The Chattanooga area, with some bright job prospects, has avoided some of the extreme effects of the collapse of the housing market. But lots of Americans who have tried to sell homes in the past couple of years have found that they cannot get a good price for them.

For instance, home prices in major cities around the country recently dropped to about where they were nine years ago. Even with mortgage rates low, the weak economy has potential home buyers biding their time. Also pushing home prices down are high rates of foreclosures - often by people who have lost their jobs or by those who unwisely bought homes at adjustable rates, only to see the rates tick upward, making the payments unaffordable.

But as home prices have plunged, Americans' equity in their homes is also sinking.

Ten years ago, typical U.S. homeowners had 61 percent equity in their homes. That just refers to the percentage of their homes that they actually owned, as opposed to the percentage still owned by the lender. Naturally, as a person makes regular house payments, he owns a greater share of his home, bit by bit.
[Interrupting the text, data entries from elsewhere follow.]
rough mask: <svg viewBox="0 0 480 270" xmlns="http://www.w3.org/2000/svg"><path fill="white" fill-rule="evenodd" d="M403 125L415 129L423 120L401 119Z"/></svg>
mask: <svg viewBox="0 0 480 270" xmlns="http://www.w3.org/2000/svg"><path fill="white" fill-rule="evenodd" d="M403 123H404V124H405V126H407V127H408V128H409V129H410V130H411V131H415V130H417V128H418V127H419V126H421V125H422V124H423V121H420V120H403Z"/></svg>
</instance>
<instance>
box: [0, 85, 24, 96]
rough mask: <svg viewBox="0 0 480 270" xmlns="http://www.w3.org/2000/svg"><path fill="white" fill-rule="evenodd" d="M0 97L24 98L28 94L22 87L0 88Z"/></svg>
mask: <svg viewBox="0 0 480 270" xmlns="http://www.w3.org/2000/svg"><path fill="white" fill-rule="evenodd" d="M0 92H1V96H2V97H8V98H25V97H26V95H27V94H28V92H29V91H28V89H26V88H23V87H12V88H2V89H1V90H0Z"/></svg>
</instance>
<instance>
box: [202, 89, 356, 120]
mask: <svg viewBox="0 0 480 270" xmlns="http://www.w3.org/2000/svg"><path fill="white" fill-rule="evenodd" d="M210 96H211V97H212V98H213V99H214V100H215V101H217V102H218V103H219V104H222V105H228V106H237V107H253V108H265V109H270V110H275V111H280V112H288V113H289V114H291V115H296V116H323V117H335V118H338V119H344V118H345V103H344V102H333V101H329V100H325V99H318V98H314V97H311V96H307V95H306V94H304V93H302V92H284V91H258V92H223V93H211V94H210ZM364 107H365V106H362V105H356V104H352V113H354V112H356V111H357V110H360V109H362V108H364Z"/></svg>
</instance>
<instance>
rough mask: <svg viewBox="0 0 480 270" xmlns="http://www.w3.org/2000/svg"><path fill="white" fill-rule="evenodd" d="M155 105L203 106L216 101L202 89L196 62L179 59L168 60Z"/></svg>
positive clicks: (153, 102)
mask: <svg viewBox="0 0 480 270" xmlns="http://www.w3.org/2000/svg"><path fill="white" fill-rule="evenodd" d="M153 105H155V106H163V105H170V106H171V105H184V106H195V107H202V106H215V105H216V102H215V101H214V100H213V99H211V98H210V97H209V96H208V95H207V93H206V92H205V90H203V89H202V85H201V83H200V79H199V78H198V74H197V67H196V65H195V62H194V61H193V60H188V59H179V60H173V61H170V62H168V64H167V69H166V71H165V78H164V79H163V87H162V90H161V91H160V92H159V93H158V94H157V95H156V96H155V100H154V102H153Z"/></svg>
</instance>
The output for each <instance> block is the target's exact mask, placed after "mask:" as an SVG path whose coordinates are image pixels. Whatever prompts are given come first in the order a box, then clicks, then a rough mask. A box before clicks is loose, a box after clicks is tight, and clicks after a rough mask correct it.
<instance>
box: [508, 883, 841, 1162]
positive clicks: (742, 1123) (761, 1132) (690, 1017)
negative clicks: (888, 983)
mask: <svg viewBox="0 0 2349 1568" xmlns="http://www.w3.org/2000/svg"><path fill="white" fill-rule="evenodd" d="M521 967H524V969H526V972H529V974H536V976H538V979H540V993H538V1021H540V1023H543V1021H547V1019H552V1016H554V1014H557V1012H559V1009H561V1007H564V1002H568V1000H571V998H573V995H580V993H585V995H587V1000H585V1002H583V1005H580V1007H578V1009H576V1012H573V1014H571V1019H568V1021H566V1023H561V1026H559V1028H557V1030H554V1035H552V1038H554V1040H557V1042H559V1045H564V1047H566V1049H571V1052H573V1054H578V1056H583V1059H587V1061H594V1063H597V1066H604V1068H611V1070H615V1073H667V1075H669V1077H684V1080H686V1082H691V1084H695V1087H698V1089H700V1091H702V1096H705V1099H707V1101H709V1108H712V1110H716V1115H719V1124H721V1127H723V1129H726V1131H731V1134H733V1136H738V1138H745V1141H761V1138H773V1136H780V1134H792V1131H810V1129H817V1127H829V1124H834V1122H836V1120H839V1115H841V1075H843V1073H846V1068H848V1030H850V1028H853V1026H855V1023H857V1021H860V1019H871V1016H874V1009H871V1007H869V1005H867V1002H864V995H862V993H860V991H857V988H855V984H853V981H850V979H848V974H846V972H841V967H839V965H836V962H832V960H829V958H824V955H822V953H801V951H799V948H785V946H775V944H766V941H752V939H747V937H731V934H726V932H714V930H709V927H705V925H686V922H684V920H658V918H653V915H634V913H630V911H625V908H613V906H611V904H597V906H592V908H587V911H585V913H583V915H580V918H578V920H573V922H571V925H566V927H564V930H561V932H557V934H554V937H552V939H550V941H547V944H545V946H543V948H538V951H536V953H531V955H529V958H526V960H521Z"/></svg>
But with home values collapsing, the amount of equity that the average homeowner has is plummeting, too. While it was 61 percent a decade ago, now it's only 38 percent, the Federal Reserve reported recently.

That means homeowners' investment has sharply dropped in value.

The federal government helped create the housing crisis and all these negative effects by encouraging unwise mortgages for buyers who were poor credit risks. It did so in the name of "fairness."

But we doubt that those who have lost their homes because of unwise borrowing consider it very "fair."

It is past time for the government to stop intervening in the housing market and distorting the lending process.